Shah, C., Dobrodey, S., Bernitt, S., Steinbrügge, R. F., Crespo López-Urrutia, J. R., Gu, L., et al. (2016). Laboratory measurements compellingly support a charge-exchange mechanism for the "dark matter" ~3.5 keV X-ray line. The Astronomical Journal, 833(1): 52. doi:10.3847/1538-4357/833/1/52.

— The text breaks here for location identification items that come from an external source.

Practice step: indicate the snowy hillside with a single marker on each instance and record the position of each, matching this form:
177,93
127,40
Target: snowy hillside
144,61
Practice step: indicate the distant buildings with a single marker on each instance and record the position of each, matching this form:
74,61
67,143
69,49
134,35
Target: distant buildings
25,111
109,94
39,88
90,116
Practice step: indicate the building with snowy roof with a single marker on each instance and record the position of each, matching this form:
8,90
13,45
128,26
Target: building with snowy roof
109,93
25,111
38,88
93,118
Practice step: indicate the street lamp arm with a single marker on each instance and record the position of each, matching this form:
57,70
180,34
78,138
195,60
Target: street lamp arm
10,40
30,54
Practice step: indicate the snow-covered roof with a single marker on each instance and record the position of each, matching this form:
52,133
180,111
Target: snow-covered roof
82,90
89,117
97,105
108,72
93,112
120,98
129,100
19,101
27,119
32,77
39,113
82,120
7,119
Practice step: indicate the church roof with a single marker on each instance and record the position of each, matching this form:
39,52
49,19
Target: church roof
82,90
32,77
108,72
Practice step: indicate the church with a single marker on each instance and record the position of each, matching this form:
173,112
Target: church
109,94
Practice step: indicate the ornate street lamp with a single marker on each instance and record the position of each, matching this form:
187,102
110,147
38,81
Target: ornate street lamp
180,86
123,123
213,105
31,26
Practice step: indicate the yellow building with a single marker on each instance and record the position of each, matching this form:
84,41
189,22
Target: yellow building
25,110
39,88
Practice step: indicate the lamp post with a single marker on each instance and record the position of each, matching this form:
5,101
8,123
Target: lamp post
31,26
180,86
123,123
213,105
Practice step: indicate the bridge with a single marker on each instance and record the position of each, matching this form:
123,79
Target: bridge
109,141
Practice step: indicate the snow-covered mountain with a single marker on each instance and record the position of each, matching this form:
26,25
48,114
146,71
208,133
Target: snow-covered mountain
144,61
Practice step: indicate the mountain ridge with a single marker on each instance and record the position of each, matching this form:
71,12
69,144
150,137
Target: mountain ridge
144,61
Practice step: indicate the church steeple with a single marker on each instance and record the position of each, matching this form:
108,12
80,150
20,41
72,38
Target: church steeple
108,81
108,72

Cite as: http://hdl.handle.net/11858/00-001M-0000-002C-25AA-4
Abstract
The reported observations of an unidentified X-ray line feature at ~3.5 keV have driven a lively discussion about its possible dark matter origin. Motivated by this, we have measured the K-shell X-ray spectra of highly ionized bare sulfur ions following charge exchange with gaseous molecules in an electron beam ion trap, as a source of or a contributor to this X-ray line. We produced S16+ and S15+ ions and let them capture electrons in collision with those molecules with the electron beam turned off while recording X-ray spectra. We observed a charge-exchange-induced X-ray feature at the Lyman series limit (3.47 ± 0.06 keV). The inferred X-ray energy is in full agreement with the reported astrophysical observations and supports the novel scenario proposed by Gu et al.